A lightweight, production-ready rate limiting service built with FastAPI and Redis. Drop it in front of any backend to protect your API from abuse.
Every user gets a token bucket in Redis. The bucket refills over time at a fixed rate. Each request consumes one token. No token = no request.
request arrives
→ how much time passed since last refill?
→ refill that many tokens (capped at capacity)
→ token available? → allow, consume 1 token
→ no token? → block, return 429
→ save updated bucket back to Redis
The core logic is a Lua script that executes atomically inside Redis — meaning no race conditions even under heavy concurrent load. Two simultaneous requests can never both read the same token count and both get allowed.
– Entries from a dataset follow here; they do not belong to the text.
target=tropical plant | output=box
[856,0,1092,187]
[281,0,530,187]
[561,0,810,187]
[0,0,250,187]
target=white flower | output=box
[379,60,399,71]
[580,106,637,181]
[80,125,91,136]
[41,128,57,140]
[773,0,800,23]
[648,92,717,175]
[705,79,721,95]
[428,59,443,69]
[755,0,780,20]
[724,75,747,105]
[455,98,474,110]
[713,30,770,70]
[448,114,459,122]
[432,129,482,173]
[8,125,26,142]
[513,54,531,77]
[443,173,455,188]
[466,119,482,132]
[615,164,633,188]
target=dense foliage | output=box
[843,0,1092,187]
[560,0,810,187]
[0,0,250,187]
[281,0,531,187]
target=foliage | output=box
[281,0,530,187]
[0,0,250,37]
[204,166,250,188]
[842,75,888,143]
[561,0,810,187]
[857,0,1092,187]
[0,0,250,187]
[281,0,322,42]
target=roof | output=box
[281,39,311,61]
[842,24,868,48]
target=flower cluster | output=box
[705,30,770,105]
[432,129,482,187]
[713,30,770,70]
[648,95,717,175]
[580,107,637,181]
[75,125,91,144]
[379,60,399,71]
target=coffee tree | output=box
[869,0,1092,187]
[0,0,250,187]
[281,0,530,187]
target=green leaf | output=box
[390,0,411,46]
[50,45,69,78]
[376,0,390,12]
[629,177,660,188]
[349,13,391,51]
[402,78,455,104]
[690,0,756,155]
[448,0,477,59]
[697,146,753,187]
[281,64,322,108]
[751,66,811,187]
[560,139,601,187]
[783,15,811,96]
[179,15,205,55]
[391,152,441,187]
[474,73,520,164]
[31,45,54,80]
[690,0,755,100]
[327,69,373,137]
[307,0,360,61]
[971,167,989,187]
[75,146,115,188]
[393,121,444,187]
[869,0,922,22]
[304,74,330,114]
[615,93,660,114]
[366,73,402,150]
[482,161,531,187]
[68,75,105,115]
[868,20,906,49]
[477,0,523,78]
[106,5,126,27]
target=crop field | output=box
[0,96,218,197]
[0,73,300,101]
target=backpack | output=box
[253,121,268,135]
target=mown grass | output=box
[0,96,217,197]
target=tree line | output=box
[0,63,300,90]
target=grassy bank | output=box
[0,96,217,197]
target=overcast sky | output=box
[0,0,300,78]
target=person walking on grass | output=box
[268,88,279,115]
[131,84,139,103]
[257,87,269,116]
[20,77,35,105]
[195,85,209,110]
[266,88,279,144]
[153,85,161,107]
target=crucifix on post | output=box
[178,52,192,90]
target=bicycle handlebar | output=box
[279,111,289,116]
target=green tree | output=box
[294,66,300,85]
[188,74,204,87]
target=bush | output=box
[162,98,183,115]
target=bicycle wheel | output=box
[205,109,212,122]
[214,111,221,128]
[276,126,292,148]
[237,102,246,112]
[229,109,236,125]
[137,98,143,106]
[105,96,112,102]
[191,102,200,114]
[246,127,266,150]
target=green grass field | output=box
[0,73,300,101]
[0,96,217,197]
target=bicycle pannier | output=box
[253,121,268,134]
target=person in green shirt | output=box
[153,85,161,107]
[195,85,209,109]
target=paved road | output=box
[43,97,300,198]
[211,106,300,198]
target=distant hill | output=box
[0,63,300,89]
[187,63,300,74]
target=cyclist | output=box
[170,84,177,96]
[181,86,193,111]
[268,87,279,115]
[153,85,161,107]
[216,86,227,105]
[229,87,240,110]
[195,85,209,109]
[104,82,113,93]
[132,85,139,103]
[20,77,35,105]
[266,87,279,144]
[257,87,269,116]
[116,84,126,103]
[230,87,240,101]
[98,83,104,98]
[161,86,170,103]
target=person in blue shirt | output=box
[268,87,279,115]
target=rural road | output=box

Three common rate limiting algorithms exist — fixed window, sliding window log, and token bucket. Token bucket wins for APIs because it handles two things independently:
- Sustained rate — controlled by
refill_rate(tokens per second) - Burst allowance — controlled by
capacity(max tokens in bucket)
A user with capacity=10, refill_rate=0.33 can fire 10 requests instantly if they've saved up, but cannot sustain more than ~20 requests per minute long-term. This matches how real API usage looks — occasional bursts are fine, sustained hammering is not.
Without Lua, the read-modify-write cycle has a race condition:
Request A reads Redis → tokens = 1
Request B reads Redis → tokens = 1
Request A writes back → tokens = 0 ✓ allowed
Request B writes back → tokens = 0 ✓ allowed ← wrong, only 1 token existed!
Redis runs Lua scripts atomically — nothing else can execute between the read and the write. This makes the rate limiter correct under any level of concurrency without needing application-level locks.
- FastAPI — HTTP layer
- Redis — bucket state storage (per-user hash with TTL)
- Lua — atomic read-modify-write executed inside Redis
Prerequisites: Python 3.10+, Redis running on localhost:6379
git clone https://github.com/anshuman0123/rate_limiter
cd rate_limiter
pip install fastapi uvicorn redis
uvicorn main:app --reloadCheck whether a user is allowed to make a request.
Query params
| Param | Type | Default | Description |
|---|---|---|---|
user_id |
string | required | Unique identifier for the user |
capacity |
int | 5 | Max tokens the bucket can hold |
refill_rate |
float | 0.33 | Tokens added per second |
Example
curl "http://localhost:8000/check-limit?user_id=alice&capacity=10&refill_rate=0.5"Response — allowed
{ "allowed": true }Response — blocked
{ "allowed": false }| Use case | refill_rate |
|---|---|
| 1 request every 3 seconds | 0.33 |
| 1 request per second | 1.0 |
| 10 requests per minute | 0.166 |
| 100 requests per hour | 0.027 |
Lazy refill over background threads — tokens are not refilled by a cron job or background thread. Instead, elapsed time is calculated on each request and tokens are computed mathematically. This means the service is stateless, restartable, and works correctly across multiple instances.
Per-user buckets in Redis — each user gets an independent hash key (bucket:{user_id}). One user being rate limited has zero effect on others.
Automatic cleanup — bucket keys expire after 1 hour of inactivity via Redis TTL. No manual cleanup needed.
now passed from Python — the current timestamp is passed as an argument to the Lua script rather than read inside Lua. This avoids clock drift issues between the application server and Redis.
rate_limiter/
└── main.py # entire service, ~30 lines